Irak’ın işgali bu eksende yürütüldü ve ABD, Irak’a girdi.
Irak’ta
10 yıl boyunca yapmadığı zulüm, etmediği talan ve kıymadığı can kalmadı. Ama
hiçbir şey plânladığı gibi olmadı. Harcadığı oluk gibi paralar ve yığdığı dağ
gibi silahlar, Orta Doğu obruğu tarafından hızla yutuldu. ABD bu vesileyle ilk
kez kendisi ile beraber hareket edecek bir sosyolojik tabanın, işgal edilen
yerlerde ne kadar önemli bir ihtiyaç olduğunu gördü.
Irak’taki
Sünnî kesim ile savaş hâlindeydi, bunun için Saddam döneminde yönetimden ve
bürokrasiden uzak tutulan Şiilerle iş tutmaya kalkıştı. Ama Şiilerin tarihî bir
sahibi vardı: İran... Tuhaftır, ABD, görünüşte en çok şeytanlaştırdığı İran’a,
Irak’ta muhtaç duruma geldi. Obama döneminde sütre altı anlaşmalar ile Irak’ta
İran ile işbirliğine giden ABD, İran’a elini verince kolunu kurtaramadığını
görünce, Trump’un son yılında, Devrim Muhafızları Komutanı Kasimî’yi imha
ederek, aleyhine işleyen bu işbirliğine son vermek zorunda kaldı.
ABD,
Irak’ta müttefik olarak bula bula Kuzey Irak’ta Baas rejimi tarafından
ötekileştirilen Irak Kürtlerini buldu. Bunların da nüfus ve donanımları
yetersiz, ancak hırsları sınırsız görünüyordu. Lâkin ABD ile iş tutmaya teşne
oluşları, es geçilecek bir mesele değildi.
ABD,
Birinci Körfez Savaşı’nda kısmen altyapısını oluşturduğu Kuzey Irak’taki
faaliyetlerini 2003’ten itibaren ciddî bir oluşum hâline getirmek için, bölgede
kendisine bağlı bir kukla devlet oluşturma çabasına girişti. Bu amaçla, daha çok
AB’ye bağlı bir düzlemde faaliyet gösteren PKK’nın başındakileri tasfiye edip
Apo kuklasını da Türkiye’ye vererek PKK’yı ABD güdümünde çalışan bir terör
örgütü hâline getirdi ve örgüt merkezini de Suriye’den alarak Kandil’e taşıdı.
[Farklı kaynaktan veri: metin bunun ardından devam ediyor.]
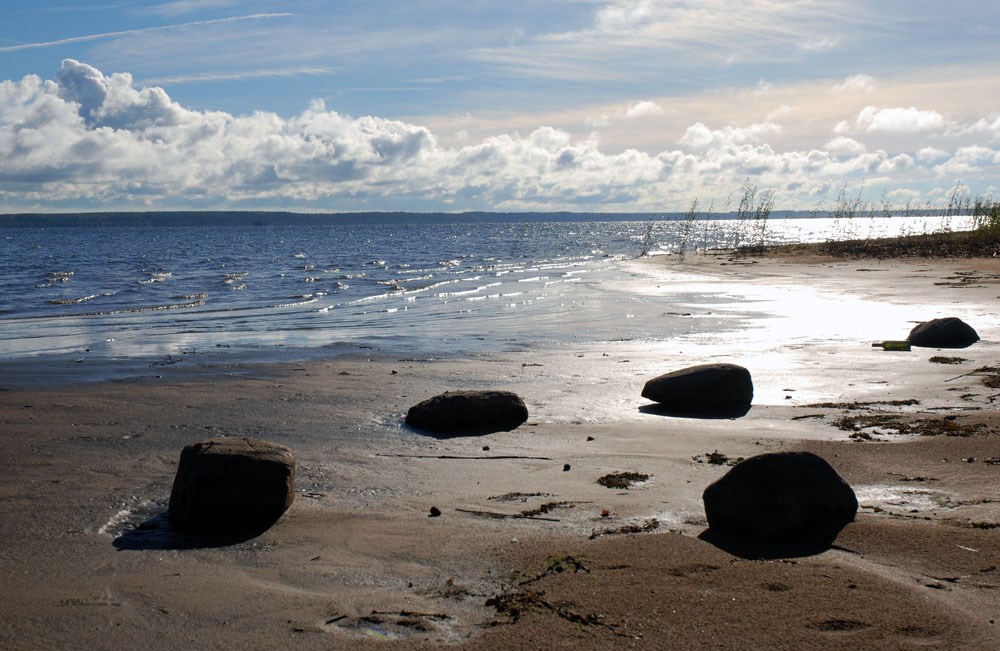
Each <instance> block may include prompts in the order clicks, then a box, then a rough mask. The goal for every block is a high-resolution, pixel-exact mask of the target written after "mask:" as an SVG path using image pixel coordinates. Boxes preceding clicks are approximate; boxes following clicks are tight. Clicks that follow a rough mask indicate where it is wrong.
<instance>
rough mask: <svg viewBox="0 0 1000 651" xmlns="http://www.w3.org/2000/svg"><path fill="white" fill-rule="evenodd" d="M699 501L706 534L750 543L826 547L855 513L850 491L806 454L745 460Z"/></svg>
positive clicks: (824, 463) (853, 502) (801, 453)
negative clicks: (708, 534) (752, 542)
mask: <svg viewBox="0 0 1000 651" xmlns="http://www.w3.org/2000/svg"><path fill="white" fill-rule="evenodd" d="M702 499H703V501H704V503H705V515H706V516H707V518H708V526H709V529H710V530H711V531H713V532H715V533H717V534H721V535H725V536H730V537H734V538H742V539H751V540H765V541H807V542H821V543H829V542H832V541H833V540H834V539H835V538H836V537H837V534H838V533H839V532H840V530H841V529H842V528H843V527H844V526H845V525H847V524H848V523H849V522H852V521H853V520H854V516H855V514H856V513H857V511H858V500H857V497H856V496H855V495H854V491H853V490H852V489H851V487H850V486H849V485H848V484H847V482H845V481H844V480H843V479H842V478H841V477H840V475H838V474H837V471H836V470H834V469H833V468H832V467H831V466H830V464H829V463H827V462H826V460H825V459H823V458H822V457H820V456H818V455H816V454H813V453H811V452H775V453H771V454H761V455H758V456H755V457H750V458H749V459H746V460H744V461H741V462H740V463H738V464H736V465H735V466H733V468H732V469H730V471H729V472H728V473H726V474H725V475H723V476H722V477H721V478H720V479H718V480H717V481H716V482H714V483H713V484H711V485H710V486H709V487H708V488H706V489H705V492H704V494H703V495H702Z"/></svg>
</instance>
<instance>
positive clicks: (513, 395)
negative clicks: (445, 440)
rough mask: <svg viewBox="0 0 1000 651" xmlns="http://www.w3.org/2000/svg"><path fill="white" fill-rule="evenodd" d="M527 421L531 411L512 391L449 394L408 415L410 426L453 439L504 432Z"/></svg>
mask: <svg viewBox="0 0 1000 651" xmlns="http://www.w3.org/2000/svg"><path fill="white" fill-rule="evenodd" d="M526 420H528V408H527V407H525V406H524V401H523V400H521V398H519V397H518V396H517V394H515V393H512V392H510V391H449V392H447V393H442V394H441V395H437V396H434V397H433V398H428V399H427V400H424V401H423V402H421V403H419V404H416V405H414V406H412V407H410V410H409V412H408V413H407V414H406V424H407V425H410V426H412V427H416V428H419V429H423V430H427V431H429V432H434V433H436V434H443V435H450V436H462V435H470V434H489V433H492V432H503V431H507V430H512V429H514V428H516V427H517V426H519V425H521V424H522V423H524V421H526Z"/></svg>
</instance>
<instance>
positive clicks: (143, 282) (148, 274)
mask: <svg viewBox="0 0 1000 651" xmlns="http://www.w3.org/2000/svg"><path fill="white" fill-rule="evenodd" d="M173 275H174V274H173V273H171V272H169V271H149V272H146V278H144V279H143V280H140V281H139V284H140V285H150V284H152V283H162V282H166V281H167V279H168V278H170V277H171V276H173Z"/></svg>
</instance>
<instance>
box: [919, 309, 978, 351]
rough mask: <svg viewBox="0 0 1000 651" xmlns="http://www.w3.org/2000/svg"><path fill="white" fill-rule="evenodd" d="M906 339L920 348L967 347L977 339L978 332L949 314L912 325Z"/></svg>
mask: <svg viewBox="0 0 1000 651" xmlns="http://www.w3.org/2000/svg"><path fill="white" fill-rule="evenodd" d="M906 340H907V341H909V342H910V345H911V346H919V347H921V348H968V347H969V346H971V345H972V344H974V343H976V342H977V341H979V333H977V332H976V331H975V330H974V329H973V328H972V326H970V325H969V324H968V323H966V322H965V321H962V320H961V319H959V318H956V317H953V316H950V317H947V318H944V319H933V320H931V321H924V322H923V323H920V324H918V325H916V326H914V328H913V330H910V334H909V336H908V337H907V338H906Z"/></svg>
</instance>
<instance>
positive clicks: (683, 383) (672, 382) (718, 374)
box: [642, 364, 753, 418]
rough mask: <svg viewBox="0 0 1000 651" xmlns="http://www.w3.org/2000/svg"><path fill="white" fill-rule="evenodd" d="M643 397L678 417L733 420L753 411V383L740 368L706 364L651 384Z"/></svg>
mask: <svg viewBox="0 0 1000 651" xmlns="http://www.w3.org/2000/svg"><path fill="white" fill-rule="evenodd" d="M642 397H643V398H646V399H648V400H652V401H654V402H657V403H659V404H660V407H661V408H662V410H664V411H667V412H672V413H676V414H677V415H694V416H702V417H710V418H712V417H714V418H731V417H733V416H742V415H744V414H746V412H747V411H749V409H750V403H751V402H752V401H753V380H752V379H751V378H750V371H748V370H747V369H745V368H743V367H742V366H737V365H736V364H703V365H701V366H692V367H690V368H684V369H681V370H679V371H673V372H672V373H667V374H666V375H661V376H659V377H657V378H653V379H652V380H649V381H648V382H646V385H645V386H644V387H643V389H642Z"/></svg>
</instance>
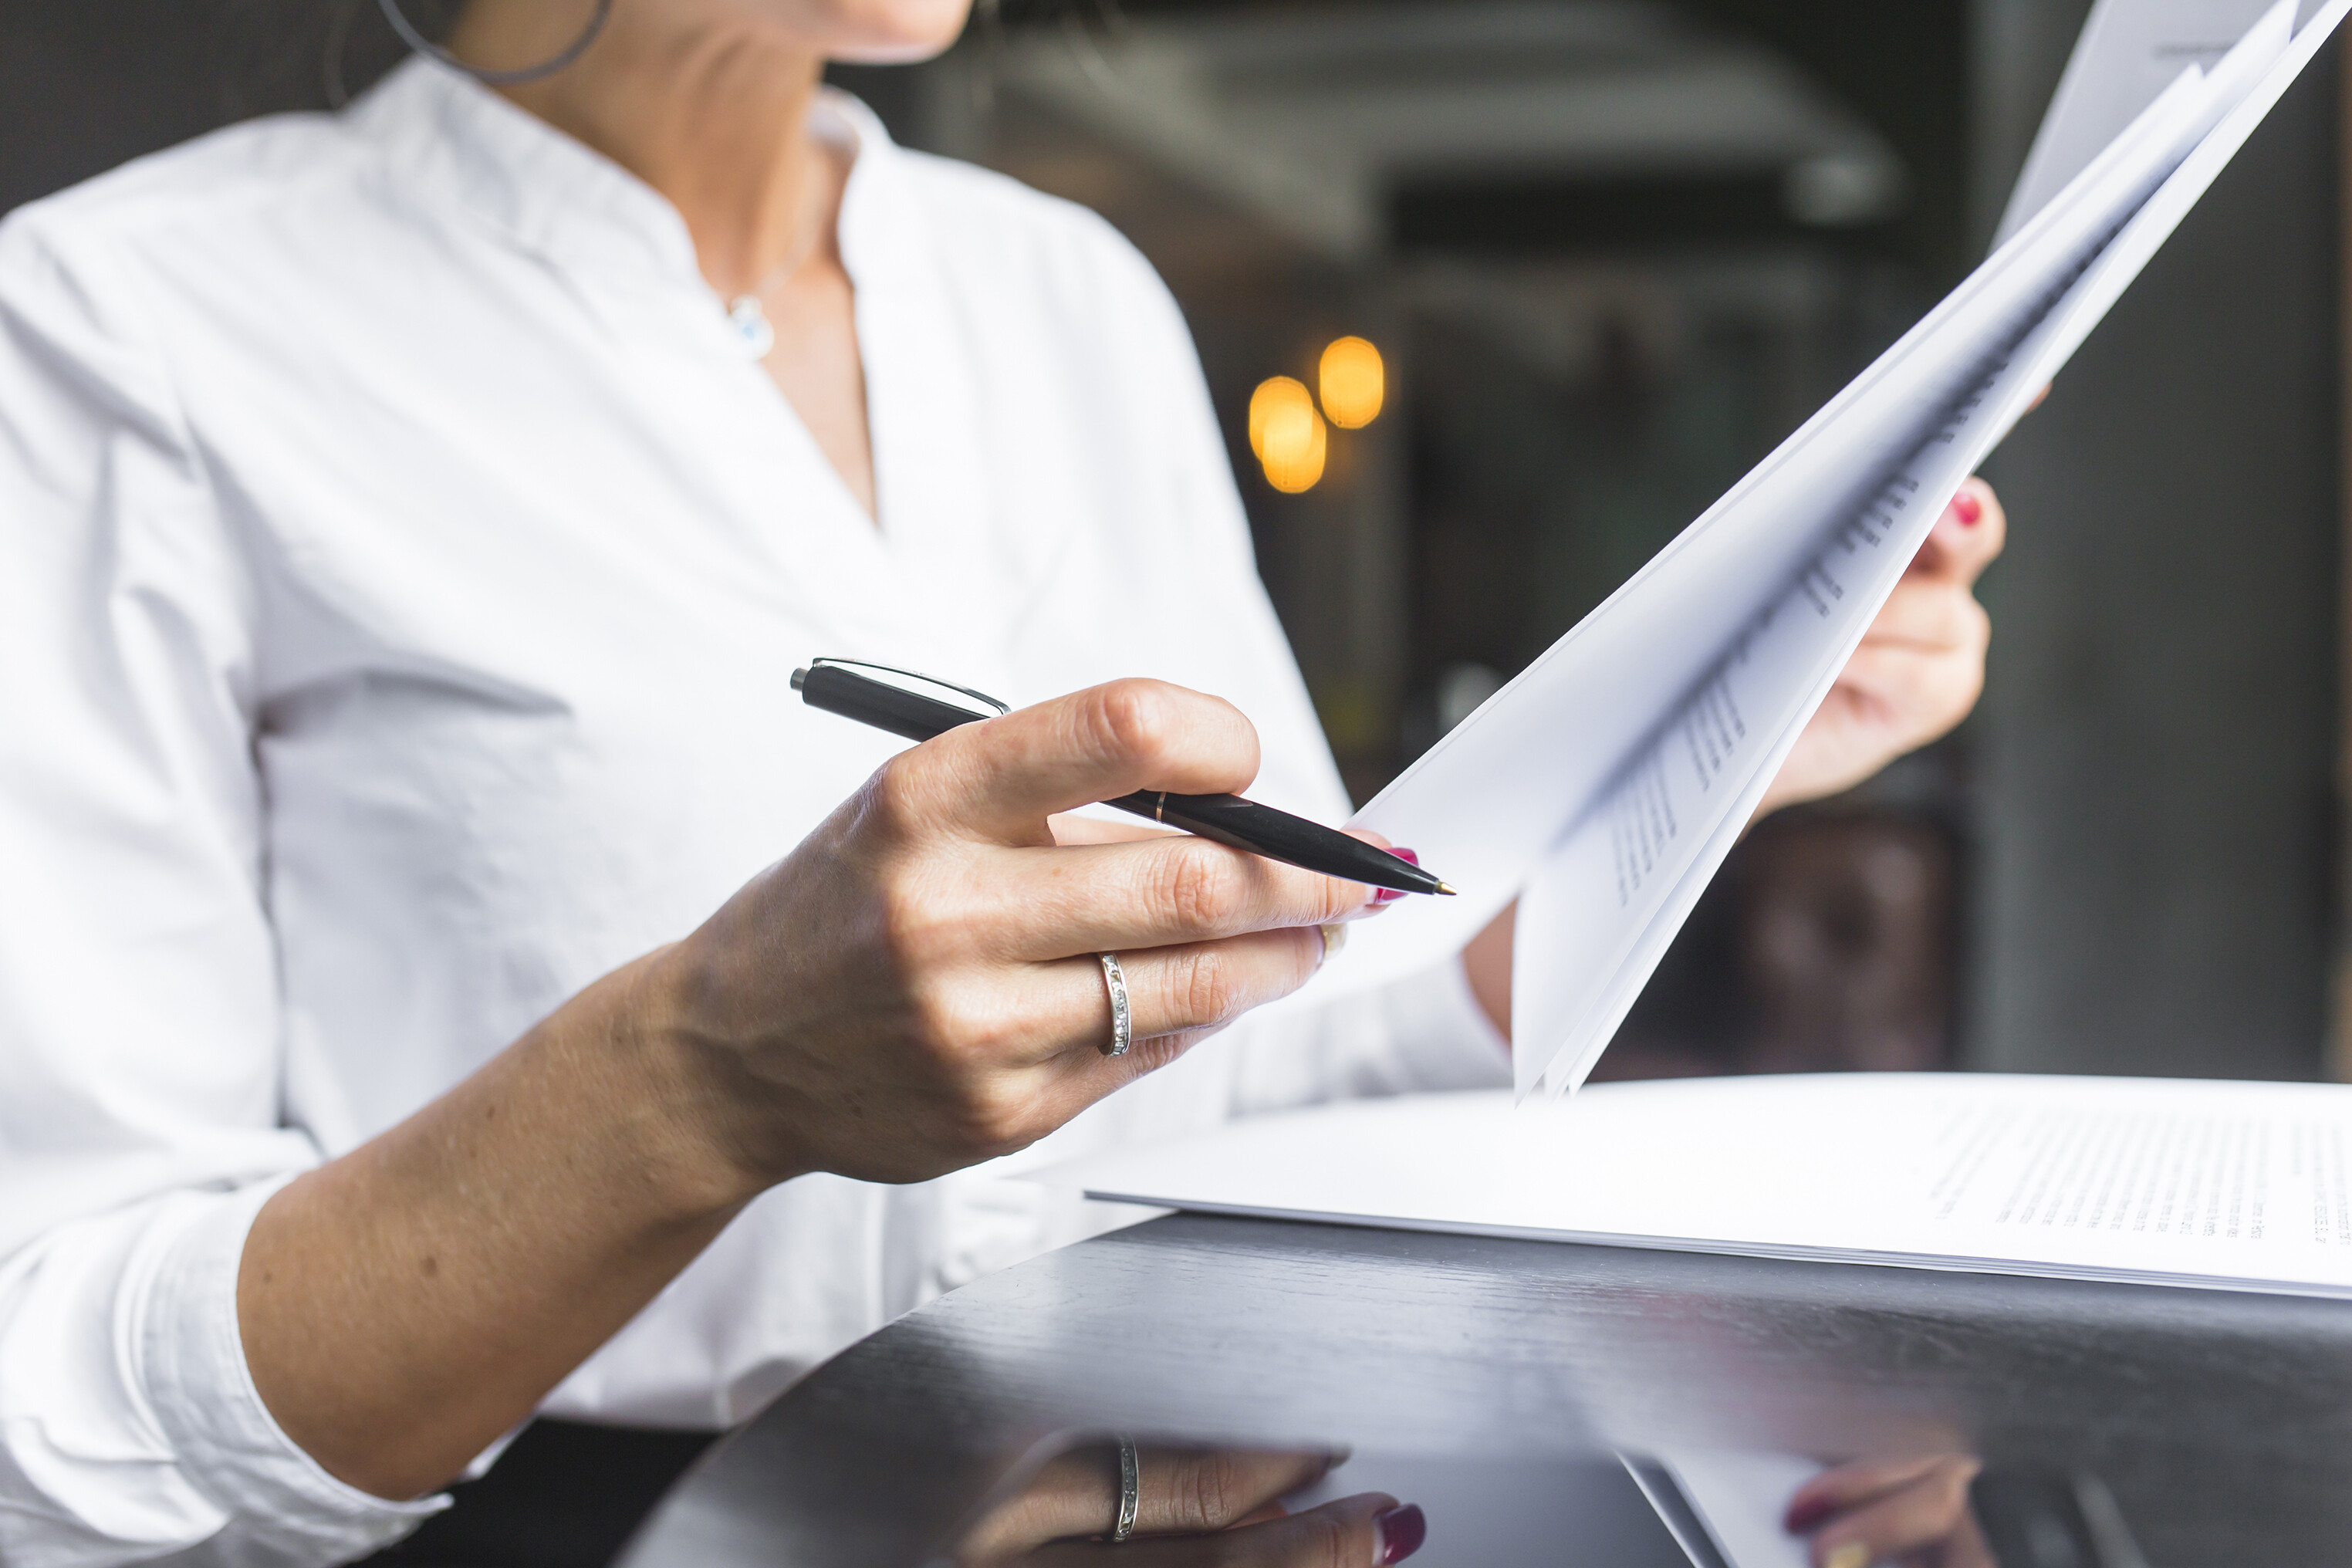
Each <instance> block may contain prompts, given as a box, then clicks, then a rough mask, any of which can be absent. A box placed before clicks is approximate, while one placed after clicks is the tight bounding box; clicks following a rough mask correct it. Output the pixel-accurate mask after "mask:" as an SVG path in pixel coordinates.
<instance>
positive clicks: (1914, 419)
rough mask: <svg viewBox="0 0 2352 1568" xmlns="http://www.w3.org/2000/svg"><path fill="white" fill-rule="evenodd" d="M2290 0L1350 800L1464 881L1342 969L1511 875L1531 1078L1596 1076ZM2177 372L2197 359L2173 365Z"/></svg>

PKK’nın örgüt elemanı ihtiyacını karşılamak için de Türkiye’nin güneydoğusundan
zorla göç ettirilen aşiretleri, Irak ve Suriye’den gelenlerle birleştirerek
Mahmur Kampı’nı icat etti.
Irak’ın
kuzeyi fiilen Irak’tan koparıldıktan sonra, sıra Suriye’ye gelmişti. Suriye de
“Arap Baharı” hikâyesiyle iç savaşa sürüklenerek çöküşe geçti. ABD Suriye’de ve
Afganistan’da El-Kaide deneyimiyle uzmanlaştığı laboratuvar İslâmî (!) terör
örgütlerinden ikincisi olan DAEŞ’i sahneye sürdü. DAEŞ eliyle Suriye Sünnîlerinin
Şam’ı ele geçirmesine mânî olmakla kalmayıp, onun aracılığıyla Suriye ve Irak’ı
ortadan ikiye ayırdı.
Süleymaniye’den
Lazkiye’ye çekilecek bir çizgiyle ifade edilecek bir hatta DAEŞ’in kısa sürede
egemen olması pek anlaşılır gibi değildi. Anlaşılmayacak bir şey yoktu oysa;
ABD bu çizgide Irak, Suriye ve becerebilirse Türkiye’den de toprak kopararak
bir kukla devlet kurmak istiyordu. Nitekim PKK’ya YPG kamuflajı giydirerek bu
bölgede bir kurtarıcı rolü verdi. ABD, DAEŞ’i üstten vuruyor, güya PKK alttan
takip ediyor ve koca bölgeler birkaç gün içinde terör örgütünün kontrolü altına
giriyordu. Gerçek bu olmakla beraber, Dünya kamuoyu DAEŞ denen bir hayâlet
örgüt ile uyutuluyordu.
Her
şey hazırdı, PKK/YPG’nin işi tıkırında gidiyordu. Şimdi sıra, bu durumu tehdit
olarak algılayan Türkiye’nin susturulmasına gelmişti. Türkiye’deki görevi FETÖ ile
PKK beraber yapacaktı. Nitekim 15 Temmuz 2016’da düğmeye basıldı ve kusursuz
plân devreye sokuldu. Ancak beklenmedik bir şey oldu. Türk halkı, tarihî bir
direnişle darbeyi bertaraf etti. Yerli ve millî unsurlar işbirlikçi unsurlara
galebe çalınca, Türk Devleti, içindeki hain yapılanmaları temizleyip
Ordu-Emniyet ve Yargıyı asıl sahiplerine verdi.
Ordu
hainlerden arınınca ilk verdiği tepki, tehdidin geldiği yere gitmek oldu.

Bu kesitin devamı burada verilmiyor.